98 Views Asked by At

Suppose $N$ points ($(x_1,y_1), (x_2,y_2), ... (x_N,y_N)$) are given from a curve $y=\sin(ax+b)$ where $a, b$ values are unknown. Before giving these $N$ points to you, $y$ coordinate of one point is randomly tampered so that it does not lie on the curve. Write a program to determine which point among $N$ points is NOT on the sinusoidal curve, whose $a$, $b$ values are unknown.

Any logic on how to approach this question, would be highly appreciate would be very thankful!

3

There are 3 best solutions below

1
On BEST ANSWER

HINT :

Consider the point $P_1(x_1\:,\:y_1)$ and a point $P_k(x_k\:,\:y_k)\quad$ in $k>1$. $$\begin{cases} ax_1+b=\sin^{-1}(y_1)\\ ax_k+b=\sin^{-1}(y_k) \end{cases}$$ Solve the linear system for $a_k=a$ and $b_k=b$. See the note $(*)$ below.

Repeat from $k=2$ to $k=n$.

If all points where exactly on the sinusoid, all $a_k$ would be equal one to the others and all $b_k$ would be equal one to the others. This is not the case since one point is outside the sinusoid.

They are two possibility :

  • You detect the point among $P_2\:...\:P_n$ which gives a different result from the others : This is the point outside the sinusoid.

  • All the successive results are different one from the others. Then the point $P_1$ is not on the sinusoid.
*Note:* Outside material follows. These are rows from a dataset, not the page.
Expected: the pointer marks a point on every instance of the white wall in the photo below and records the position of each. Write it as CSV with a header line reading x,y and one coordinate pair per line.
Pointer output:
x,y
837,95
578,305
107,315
(*) Note : The process of comparison will be a bit sophisticated, taking account that the function $\sin^{-1}$ is multivaluated (in extended sens). I let you manage this small difficulty.

1
On

Note that $\sin^{-1}(y) = b + ax$, namely, if your data has no noise, you can literally see which observation is an outlier. Formally, you can run a linear regression (OLS) on $$ \sin^{-1}(y_i) = b + ax_i + \epsilon_i, $$ and then check the Cook's distance, the outlier will have the highest value $D_i$.

0
On

'Almost' any arbitrary set of points can be approximated arbitrarily well by a sine wave if one is willing to take high enough frequencies (details here). However, assuming that the original curve was 'nice' and not too high in frequency, nonlinear optimization would probably be able to converge on the intended $a$ and $b,$ and you could then identify the tampered point as the one with a large remaining residual. In the optimization, I suggest minimizing the residual 1-norm instead of the 2-norm to make your fit less sensitive to the single tampered point.